Villareal begins the quarterly process with an e-mail request for data, providing an Excel spreadsheet for clients to complete and return. He follows that up with office visits to confirm arrival of the e-mail. Villareal believes that personal contact is key to getting the information he needs.
“The more face-to-face visits I can do to help with IT and just check on our clients, the easier it is to extract information because I am constantly building a one-on-one business relationship,” he says.
Because clients of the Factory incubator are accustomed to providing this information on a quarterly basis, the request is no surprise and clients are familiar with the format. Villareal enjoys a response rate of 95 percent in about a week’s time.
Factory incubator has a specific client focus: More than 80 percent
of incubator clients work in the area of specialty trade construction
and include painters, roofers, landscapers, electricians and welders.

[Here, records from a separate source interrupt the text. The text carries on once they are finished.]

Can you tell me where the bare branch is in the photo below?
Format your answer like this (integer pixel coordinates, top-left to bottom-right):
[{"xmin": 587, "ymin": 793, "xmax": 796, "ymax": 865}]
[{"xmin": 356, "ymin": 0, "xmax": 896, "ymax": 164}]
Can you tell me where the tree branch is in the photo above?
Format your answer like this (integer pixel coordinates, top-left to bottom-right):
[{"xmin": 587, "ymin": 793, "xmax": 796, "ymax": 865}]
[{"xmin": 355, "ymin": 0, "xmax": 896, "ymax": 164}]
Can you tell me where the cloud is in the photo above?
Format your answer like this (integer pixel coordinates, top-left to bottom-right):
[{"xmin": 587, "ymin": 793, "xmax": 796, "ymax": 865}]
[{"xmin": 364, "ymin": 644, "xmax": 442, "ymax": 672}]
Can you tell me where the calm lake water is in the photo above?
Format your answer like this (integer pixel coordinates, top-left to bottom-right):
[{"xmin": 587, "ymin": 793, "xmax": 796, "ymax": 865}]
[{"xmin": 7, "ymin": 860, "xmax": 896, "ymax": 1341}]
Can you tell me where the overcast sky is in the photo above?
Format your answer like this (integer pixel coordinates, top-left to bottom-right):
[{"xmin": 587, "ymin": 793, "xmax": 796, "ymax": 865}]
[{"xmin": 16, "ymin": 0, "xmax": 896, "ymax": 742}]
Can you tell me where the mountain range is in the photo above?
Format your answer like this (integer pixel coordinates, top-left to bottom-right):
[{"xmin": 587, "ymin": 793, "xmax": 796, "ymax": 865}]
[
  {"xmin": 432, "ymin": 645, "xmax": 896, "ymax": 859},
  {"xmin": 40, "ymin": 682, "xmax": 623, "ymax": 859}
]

Strege says the construction industry generates a particularly high
percentage of local supply purchases – things like concrete, lumber,
and other building materials. Therefore, economic impact reports for
the William Factory incubator include data on client spending on supplies.
For example, in 2004, clients of the incubator spent nearly $6 million
on supplies. Strege estimates that 80 percent of that supply spending
occurred within ten miles of the incubator.
Another point of particular local interest is wage rate. Strege explains that in Washington there is a statewide concern that there is a lack of “family wage” jobs. “A regional study found that for people to rent or attempt to buy an entry-level home, a family needs to have an earner who makes a minimum of $15 hour,” he says. So the program raised the bar and aims to help clients create jobs that pay at least $20 an hour.
In 2004, clients of the incubator employed 260 people at an average wage of $22.21 an hour. In its 20-year history, the incubator has graduated more than 200 companies; for the five-year period ending in 2006, 82 percent of incubator graduates remain in business or have successfully merged.
Benefits of Tracking
Strege says that tracking and demonstrating his program’s impact
has had benefits both financially and in terms of respect for the program.
“At the state level, they feel better about providing resources
for the incubator and other incubators because of our performance,”
He also believes that reporting out on his program’s impact has helped to open people’s eyes about what incubation can do for local communities, particularly among minority or low-income populations.
“You don’t need to have a research university to have a successful incubator. You can just grow local companies that do work the local community needs to have done,” he says. “As those businesses grow, local workers spend their earnings within the community.”